Datasets
You can organize, share and easily access your data through notebooks, training code using datasets. At the moment, TIR supports EOS (Object Storage) backed datasets but we will soon introduce PVC (Disk) backed datasets as well.
How does it work?
The datasets allows you to mount and access EOS storage buckets as local file system. This will enable you to read objects in your bucket using standard file system semantics.
With datasets, you can load training data from local machine, other cloud providers and access the data from your notebook as a mounted file system (under /datasets directory).
Note
Define datasets to manage and control your data, even if you don’t plan to use it as mount it for use on notebooks or training jobs.
Benefits
Using datasets offers the following benefits:
You can create a shared EOS bucket for training data for your team. By using common data sources across team, you can improve reproducibility of results
Less configuration overhead. When you create dataset through TIR, we automatically create a new storage bucket and access credentials. You can straight away copy and run the mc (minio cli) commands (shown in the ui) to your local desktop or hosted notebooks to upload data.
You can access your training data without having to setup access information on hosted notebooks or training jobs
You can stream training data instead of downloading all of it to the disk. This is also useful in distributed training jobs.
Usage
WebUI
You can define dataset through TIR dashboard. The UI also allows you to browse the objects in the bucket and upload files. We recommend using mc client or any s3 compliant cli to upload large data. In case you have data with other cloud providers, visit the Import Data from Other Cloud Providers section.
SDK
Using TIR SDK, you can quickly setup mc cli and start importing or exporting data from EOS buckets.
Getting Started
Prequisites
Install minio cli on your desktop (local) from here.

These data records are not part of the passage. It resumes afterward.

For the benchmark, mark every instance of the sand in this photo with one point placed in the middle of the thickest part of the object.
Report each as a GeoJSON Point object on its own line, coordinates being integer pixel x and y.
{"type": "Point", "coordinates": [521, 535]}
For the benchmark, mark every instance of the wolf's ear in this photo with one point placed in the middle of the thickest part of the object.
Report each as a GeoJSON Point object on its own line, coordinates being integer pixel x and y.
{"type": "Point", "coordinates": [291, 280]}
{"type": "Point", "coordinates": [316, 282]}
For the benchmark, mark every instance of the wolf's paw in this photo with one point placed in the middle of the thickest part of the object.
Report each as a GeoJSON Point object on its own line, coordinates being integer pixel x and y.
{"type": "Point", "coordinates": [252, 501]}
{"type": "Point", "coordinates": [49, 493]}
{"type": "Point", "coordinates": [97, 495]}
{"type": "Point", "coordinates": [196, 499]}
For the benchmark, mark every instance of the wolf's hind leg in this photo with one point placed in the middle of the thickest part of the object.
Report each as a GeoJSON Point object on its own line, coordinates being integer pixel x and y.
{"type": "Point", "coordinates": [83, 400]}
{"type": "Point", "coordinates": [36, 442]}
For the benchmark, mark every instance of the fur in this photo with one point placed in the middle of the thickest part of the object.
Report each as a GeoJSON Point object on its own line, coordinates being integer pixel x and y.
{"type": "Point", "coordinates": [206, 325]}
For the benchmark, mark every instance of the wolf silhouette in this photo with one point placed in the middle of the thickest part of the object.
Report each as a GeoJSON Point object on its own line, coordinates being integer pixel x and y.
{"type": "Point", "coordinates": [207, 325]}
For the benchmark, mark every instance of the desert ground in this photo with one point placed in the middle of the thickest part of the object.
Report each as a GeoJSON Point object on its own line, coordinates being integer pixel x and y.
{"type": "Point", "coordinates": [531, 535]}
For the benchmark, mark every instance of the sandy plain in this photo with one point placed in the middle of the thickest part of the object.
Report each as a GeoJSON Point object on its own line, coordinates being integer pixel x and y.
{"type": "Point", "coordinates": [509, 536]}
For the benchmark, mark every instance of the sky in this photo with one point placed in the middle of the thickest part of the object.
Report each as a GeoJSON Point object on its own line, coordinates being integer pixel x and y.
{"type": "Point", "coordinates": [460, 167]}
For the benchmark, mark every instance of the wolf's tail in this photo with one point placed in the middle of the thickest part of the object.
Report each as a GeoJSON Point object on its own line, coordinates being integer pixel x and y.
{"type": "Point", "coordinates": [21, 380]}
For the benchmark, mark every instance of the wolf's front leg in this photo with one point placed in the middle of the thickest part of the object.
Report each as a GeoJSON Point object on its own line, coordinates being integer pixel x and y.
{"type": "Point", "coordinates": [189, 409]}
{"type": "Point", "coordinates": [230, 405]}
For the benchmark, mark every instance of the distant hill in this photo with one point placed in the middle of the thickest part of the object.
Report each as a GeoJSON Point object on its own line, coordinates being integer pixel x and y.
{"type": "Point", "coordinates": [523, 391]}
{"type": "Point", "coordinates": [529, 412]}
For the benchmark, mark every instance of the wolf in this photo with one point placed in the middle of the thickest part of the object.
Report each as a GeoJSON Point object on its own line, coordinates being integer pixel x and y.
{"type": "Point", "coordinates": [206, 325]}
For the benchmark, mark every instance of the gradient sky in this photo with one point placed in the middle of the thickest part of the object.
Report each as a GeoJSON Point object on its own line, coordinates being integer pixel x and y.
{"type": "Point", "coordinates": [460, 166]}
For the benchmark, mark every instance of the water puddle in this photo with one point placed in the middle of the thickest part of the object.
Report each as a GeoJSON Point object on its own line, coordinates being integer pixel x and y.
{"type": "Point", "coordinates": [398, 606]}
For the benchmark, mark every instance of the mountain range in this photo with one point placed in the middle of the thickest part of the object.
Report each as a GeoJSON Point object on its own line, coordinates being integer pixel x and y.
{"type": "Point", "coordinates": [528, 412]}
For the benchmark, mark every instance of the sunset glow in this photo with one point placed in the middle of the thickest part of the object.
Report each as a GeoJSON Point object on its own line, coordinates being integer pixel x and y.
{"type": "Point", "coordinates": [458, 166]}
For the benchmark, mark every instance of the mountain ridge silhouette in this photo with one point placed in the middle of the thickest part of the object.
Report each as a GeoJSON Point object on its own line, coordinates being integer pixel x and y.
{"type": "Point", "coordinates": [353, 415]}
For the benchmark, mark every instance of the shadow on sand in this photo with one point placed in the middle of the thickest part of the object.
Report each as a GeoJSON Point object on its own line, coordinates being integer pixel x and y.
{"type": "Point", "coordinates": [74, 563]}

Ignore this step, if you already have mc installed on your local machine.
Create a new dataset
Go to the TIR dashboard
Make sure you are on the right project or feel free to create a new project
Go to Datasets tab
Click CREATE DATASET
Choose a bucket type New EOS Bucket. This will create a new EOS bucket tied to your account and also access keys for it.
Enter a name for your dataset (for e.g. paws)
Click on CREATE
You will see a popup with Bucket name, Access Key and Secret Key
Locate and go to Setup Minio CLI (mc) tab (in the popup) and copy the mc command to setup host
Run the copied mc command in the command line on your local desktop. This will setup mc alias that you transfer data to.
Copy data into Dataset
On your local desktop, open command line and enter the following command:
mc alias ls <dataset-name>
You should see the eos bucket names in response. Copy this bucket name to edit and run the following copy command:
mc cp --recursive <mylocaldirectory> <dataset-name>/<eos-bucket>
Working with Datasets
Import Data from local machine
To import data from your local machine, TIR provides two options:
Upload from browser (TIR Dashboard >> Datasets >> Click on Dataset >> Objects Browser tab)
- Use CLI (s3 compliant like mc):
Install minio cli on your desktop (local) from here.
In TIR Dashboard, locate and click your dataset in Datasets section. At the bottom of the screen, you will find setup tabs. Choose Minio (mc) tab and to copy setup instructions for alias.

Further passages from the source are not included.